Mikhail Romanov looked like he’d eaten something profoundly distasteful. Cossacks were outlaws, bandits, renegades.
On the other hand . . .
* * *
The czarina, it turned out, agreed with Natasha and Filip. So, that possible obstacle eliminated, the czar cosigned and endorsed her proclamation and did her one better. He invited all the Russians who would be free to join them in the east at the fortress at Ufa. Then, for almost the first time in his tenure as czar, Mikhail made a speech. In the speech he didn’t command, didn’t even implore, but simply offered. “Come with me to the east and freedom,” Mikhail said. “Come with me if you dare. Take every steam engine you can find and put it on anything that will float and follow me to Ufa. Help me build a Russia free of serfdom.”
It wasn’t a great speech. But it was the best Mikhail could do on the spur of the moment.
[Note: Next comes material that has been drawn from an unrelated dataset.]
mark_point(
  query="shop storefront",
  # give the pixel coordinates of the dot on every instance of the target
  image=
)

Then they loaded up all the troops they could on the two steam barges that happened to be in town and headed for Bor.
Chapter 80
“We forgot to destroy the radio,” Anya said as the barge was steaming down the Oka toward the Volga and Bor.
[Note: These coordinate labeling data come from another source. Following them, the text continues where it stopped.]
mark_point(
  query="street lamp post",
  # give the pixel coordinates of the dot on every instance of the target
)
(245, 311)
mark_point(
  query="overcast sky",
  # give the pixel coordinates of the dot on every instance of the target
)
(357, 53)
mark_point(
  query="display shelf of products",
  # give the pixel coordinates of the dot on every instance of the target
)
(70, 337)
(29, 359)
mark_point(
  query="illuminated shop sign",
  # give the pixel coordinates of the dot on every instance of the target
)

“You can’t think of everything. It was pretty wild in Murom when we left. It was looking like war was going to break out between those who wanted to follow us and those who didn’t want to lose their homes and their businesses.”
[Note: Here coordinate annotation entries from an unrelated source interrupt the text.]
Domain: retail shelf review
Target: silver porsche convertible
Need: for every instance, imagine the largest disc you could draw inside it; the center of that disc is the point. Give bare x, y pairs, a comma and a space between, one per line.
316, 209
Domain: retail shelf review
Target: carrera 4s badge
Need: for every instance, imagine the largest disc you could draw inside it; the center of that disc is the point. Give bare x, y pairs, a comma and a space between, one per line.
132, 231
“Besides, Sheremetev knows we didn’t try to go west, so he’ll be coming after us and there aren’t a lot of directions we can go on the river. If we ain’t going upriver, we’re going downriver.”
* * *
“Sir, sir! We need help!”
Captain Ivan Borisovich Lebedev struggled out of his drink-sodden daze, trying to understand what this idiot was talking about. “What? Let Tim handle it.”
“But he’s not here. He left with Czar Mikhail and all those people. And we’ve got fires in the city! There’s fighting.”
“Fighting about what? And why aren’t the Streltzi doing anything about it?”
“But the Streltzi are gone. Most of them.”
“Is anybody still here?”
“Well, you are.”
And that’s when it finally penetrated. Ivan Borisovich Lebedev was in charge. Really, honestly, in charge. The thing he had tried to avoid his entire life had come upon him. He needed instructions. There was no one here to give them. That’s when Ivan thought of the radio room.
Half an hour later, in the radio room, still hungover, with a half-dozen of what passed for the “leading figures” of Murom, all of them shouting at him to do something, Ivan told the radio man, “Just report to Moscow what has happened here.”
The key started tapping. The locals kept yapping. And Ivan’s head kept pounding.
“One at a time! You, what’s your complaint?” Ivan said to a short, balding man with a pot-belly.
“The servants raided my shop and ran off! I want my goods back. And my servants back! What are you going to do about it?”
“I’m going to have you thrown in the cells if you don’t quiet down. Were these your servants?”
“I was renting them,” pot-belly said. “From the Gorchakov clan.”
“So these are some of the serfs that Princess Natalia . . . oh, my head . . . that Princess Natalia freed or whatever. What was all that about?”
An older man with graying hair said, “Yes, they were. About half the work force in this town were serfs of the Gorchakov clan that were shipped in from their estates to work in the various shops.”
“So, basically, they had a perfect right to leave,” Ivan pointed out.
“Of course not. We had a contract. The Gorchakov factor signed it.”
About this time there was an explosion outside. Ivan went to the window and looked out on a small town in flames. “We’ve got bigger problems than missing serfs.” He turned back to the radio operator. “What does Moscow have to say?”
The operator shrugged. “The message probably hasn’t even gotten there yet. It has to go through seven stations to get there.”
* * *
Back in Moscow, Director-General Sheremetev was having his own problems. He had orders out to arrest Princess Natalia and Bernie for treason, and, thanks to the new patriarch, heresy. However, even four years after the up-timer’s arrival, a single station going off line could stop the word from going out. Some of the steam barges and boats on the river system had spark gap transmitters or crystal receivers, but not all of them. Not even most of them. Which meant he had no idea where they had gone once they left Murom. And he was beginning to wonder if they had gone after the czar. Meanwhile, he hadn’t heard anything from Murom in the last few hours and they weren’t answering their radio.